Then, we identified the orthologous and paralogous genomic regions among the V. vinifera and Asteraceae plants. Genomic comparisons between the V. vinifera and L. sativa, we found that one genomic region in V. vinifera matched to three orthologous genomic regions in L. sativa (Fig. 1D and Supplementary Figs S1, S2). Comparing the H. annuus and L. sativa genomes, we identified one genomic region of the L. sativa that matched to two orthologous genomic regions in H. annuus (Fig. 1D and Supplementary Figs S3, S4). Intragenomic comparisons of the genomes of L. sativa and H. annuus, we found one to two matched paralogous regions in L. sativa and one to one paralogous region in H. annuus, respectively (Fig. 1E and Supplementary Figs S5-S8). Further, intergenomic comparisons of the L. sativa with other 7 Asteraceae genomes (A. annua, C. canadensis, C. cardunculus, Chrysanthemum nankingense, Chrysanthemum seticuspe, A. lappa and T. kok-saghyz), and the H. annuus and other two Asteroideae genomes (M. micrantha and S. rebaudiana), we found that they all presented the same orthologous ratio of 1:1 (Supplementary Figs S9-S21). These results indicated that the 11 Asteraceae genomes commonly experienced ACH event, and the H. annuus, M. micrantha and S. rebaudiana of Asteroideae experienced a further round of tetraploidization event AST, supporting that the polyploidizations of Asteraceae reported in the previous studies [2,40] (Fig. 1A and Supplementary Fig. S22). Besides, we redated the times of the polyploidization and key species divergence events among Asteraceae plants, according to the event related Ks distribution correction (Fig. 1C and Supplementary Table S3). We inferred that the divergences of Vitaceae-Asteraceae and Asteroideae-other Asteraceae plants were ~ 112.4–125.0 and ~ 55.3–61.5 Mya, respectively, and estimated that the ACH and AST events were ~ 70.7–78.6 and ~ 41.6–46.2 Mya, respectively.

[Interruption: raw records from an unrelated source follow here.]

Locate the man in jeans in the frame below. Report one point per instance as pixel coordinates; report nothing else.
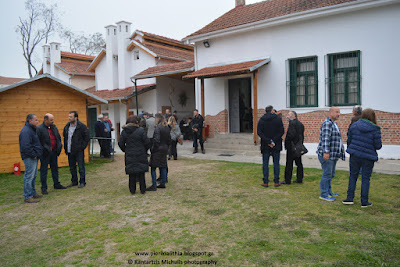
(270, 129)
(76, 139)
(294, 135)
(30, 150)
(330, 149)
(50, 140)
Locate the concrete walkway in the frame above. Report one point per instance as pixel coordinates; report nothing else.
(310, 160)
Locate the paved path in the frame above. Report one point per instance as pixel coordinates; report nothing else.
(309, 161)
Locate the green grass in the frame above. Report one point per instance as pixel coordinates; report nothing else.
(213, 207)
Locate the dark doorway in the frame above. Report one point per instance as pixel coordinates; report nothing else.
(240, 111)
(92, 118)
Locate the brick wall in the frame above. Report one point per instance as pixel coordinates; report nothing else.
(218, 123)
(390, 123)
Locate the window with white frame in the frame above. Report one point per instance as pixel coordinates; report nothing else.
(303, 82)
(344, 81)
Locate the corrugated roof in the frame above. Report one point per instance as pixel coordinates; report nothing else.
(164, 70)
(119, 93)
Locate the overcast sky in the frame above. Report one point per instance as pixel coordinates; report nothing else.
(171, 18)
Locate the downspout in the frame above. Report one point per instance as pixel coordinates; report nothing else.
(137, 107)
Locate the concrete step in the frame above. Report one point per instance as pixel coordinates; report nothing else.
(229, 151)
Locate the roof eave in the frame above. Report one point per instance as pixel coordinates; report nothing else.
(291, 18)
(162, 74)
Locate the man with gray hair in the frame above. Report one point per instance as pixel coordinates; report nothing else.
(357, 110)
(294, 135)
(31, 150)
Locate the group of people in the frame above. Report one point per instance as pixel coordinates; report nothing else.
(43, 143)
(159, 134)
(363, 140)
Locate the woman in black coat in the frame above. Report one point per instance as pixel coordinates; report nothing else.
(159, 151)
(135, 143)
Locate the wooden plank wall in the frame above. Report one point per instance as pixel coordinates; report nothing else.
(39, 97)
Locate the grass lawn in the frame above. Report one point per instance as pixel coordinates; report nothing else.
(218, 208)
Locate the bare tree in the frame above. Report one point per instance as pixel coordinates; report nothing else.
(39, 24)
(83, 44)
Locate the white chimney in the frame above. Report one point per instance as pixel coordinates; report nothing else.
(55, 56)
(46, 58)
(111, 58)
(240, 3)
(124, 56)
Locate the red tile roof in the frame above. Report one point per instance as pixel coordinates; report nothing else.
(76, 56)
(10, 80)
(76, 64)
(119, 93)
(167, 52)
(229, 69)
(262, 11)
(155, 36)
(174, 68)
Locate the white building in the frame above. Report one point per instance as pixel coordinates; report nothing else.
(301, 56)
(154, 63)
(68, 67)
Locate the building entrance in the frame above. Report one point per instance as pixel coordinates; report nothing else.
(240, 111)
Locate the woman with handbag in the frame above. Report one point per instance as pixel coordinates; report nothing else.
(364, 138)
(159, 151)
(135, 143)
(294, 137)
(175, 137)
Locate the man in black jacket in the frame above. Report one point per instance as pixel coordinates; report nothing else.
(76, 139)
(50, 140)
(31, 150)
(101, 132)
(197, 127)
(270, 129)
(294, 135)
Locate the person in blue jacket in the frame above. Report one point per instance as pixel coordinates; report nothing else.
(364, 138)
(30, 149)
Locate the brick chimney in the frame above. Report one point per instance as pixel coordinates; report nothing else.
(240, 3)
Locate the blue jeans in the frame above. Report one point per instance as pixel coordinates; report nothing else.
(356, 164)
(44, 164)
(328, 172)
(30, 177)
(275, 157)
(163, 175)
(72, 160)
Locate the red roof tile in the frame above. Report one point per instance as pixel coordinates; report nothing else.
(152, 35)
(180, 67)
(229, 69)
(76, 56)
(75, 67)
(166, 52)
(118, 93)
(262, 11)
(10, 80)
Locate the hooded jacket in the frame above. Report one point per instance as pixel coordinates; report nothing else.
(135, 143)
(29, 144)
(44, 138)
(80, 138)
(270, 129)
(364, 138)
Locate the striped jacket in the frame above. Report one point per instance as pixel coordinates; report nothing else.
(330, 140)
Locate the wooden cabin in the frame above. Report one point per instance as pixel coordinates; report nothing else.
(39, 95)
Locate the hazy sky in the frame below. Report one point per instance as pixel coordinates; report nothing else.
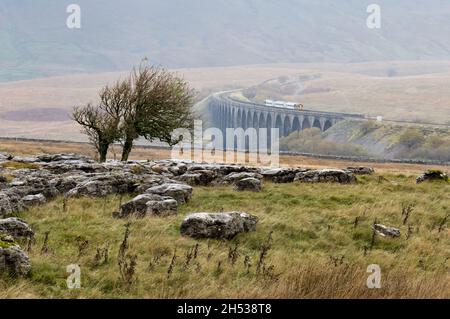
(115, 34)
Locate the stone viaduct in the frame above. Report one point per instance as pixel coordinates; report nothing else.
(227, 112)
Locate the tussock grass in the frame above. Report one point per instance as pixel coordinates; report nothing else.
(18, 165)
(316, 249)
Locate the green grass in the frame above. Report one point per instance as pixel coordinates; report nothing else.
(310, 224)
(19, 165)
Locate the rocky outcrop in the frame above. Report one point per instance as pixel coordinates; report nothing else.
(218, 225)
(326, 176)
(360, 170)
(180, 192)
(281, 175)
(233, 178)
(148, 205)
(386, 231)
(248, 184)
(12, 258)
(15, 227)
(34, 200)
(432, 175)
(197, 178)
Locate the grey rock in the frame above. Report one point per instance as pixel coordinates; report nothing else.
(198, 178)
(164, 207)
(248, 184)
(15, 227)
(386, 231)
(180, 192)
(148, 204)
(34, 200)
(14, 260)
(281, 175)
(360, 170)
(432, 175)
(218, 225)
(232, 178)
(325, 176)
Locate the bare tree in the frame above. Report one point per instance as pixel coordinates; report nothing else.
(151, 102)
(101, 122)
(160, 102)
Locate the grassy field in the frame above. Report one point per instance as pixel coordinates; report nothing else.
(139, 153)
(320, 245)
(408, 90)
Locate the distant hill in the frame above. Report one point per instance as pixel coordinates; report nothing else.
(115, 34)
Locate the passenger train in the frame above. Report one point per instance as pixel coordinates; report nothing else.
(284, 105)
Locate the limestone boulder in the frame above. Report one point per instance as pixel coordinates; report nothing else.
(232, 178)
(148, 204)
(34, 200)
(180, 192)
(432, 175)
(281, 175)
(326, 176)
(360, 170)
(248, 184)
(197, 178)
(386, 231)
(13, 259)
(218, 225)
(15, 227)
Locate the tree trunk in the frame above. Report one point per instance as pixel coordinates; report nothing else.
(127, 146)
(102, 152)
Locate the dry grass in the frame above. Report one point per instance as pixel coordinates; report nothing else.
(317, 249)
(140, 153)
(418, 92)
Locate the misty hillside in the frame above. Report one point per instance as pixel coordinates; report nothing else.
(115, 34)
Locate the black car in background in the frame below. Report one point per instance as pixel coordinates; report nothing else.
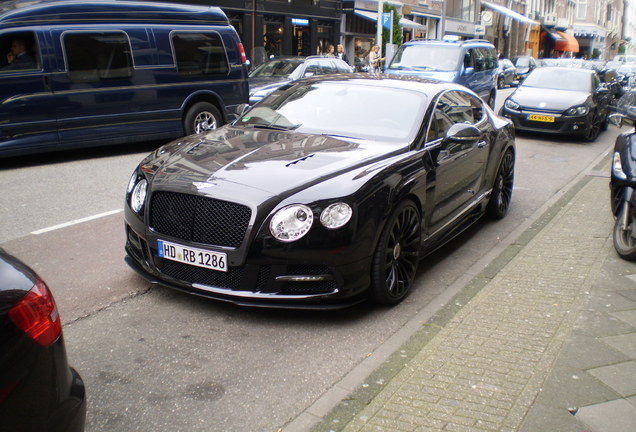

Event-related homologous gene framework across Asteraceae plants

Based on the identified the orthologous genomic regions among the selected representative plants L. sativa and H. annuus of Asteraceae and V. vinifera (Supplementary Figs S1, S2, S16, S17 and Supplementary Tables S4, S5), we identified the homologous genes related to the species divergence and polyploidization events. We found 9955 and 12 097 orthologs between V. vinifera and two Asteraceae genomes, respectively, and 18 517 orthologs between L. sativa and H. annuus genomes (Supplementary Tables S6, S7). Then, we identified the ECH, ACH, and AST events produced paralogs in three considered genomes (Supplementary Table S8). For example, we identified 2255 paralogous gene pairs involving 3870 genes in L. sativa, and 2041 paralogous gene pairs involving 2829 genes in the H. annuus that are produced by ACH event. It worth noted that an obvious difference in the number of ACH produced paralogous genes between L. sativa and H. annuus, with 36.8% more in L. sativa than in H. annuus. The most likely explanation is that H. annuus experienced more paleochromosomal rearrangements after further AST event, resulting in more gene loss.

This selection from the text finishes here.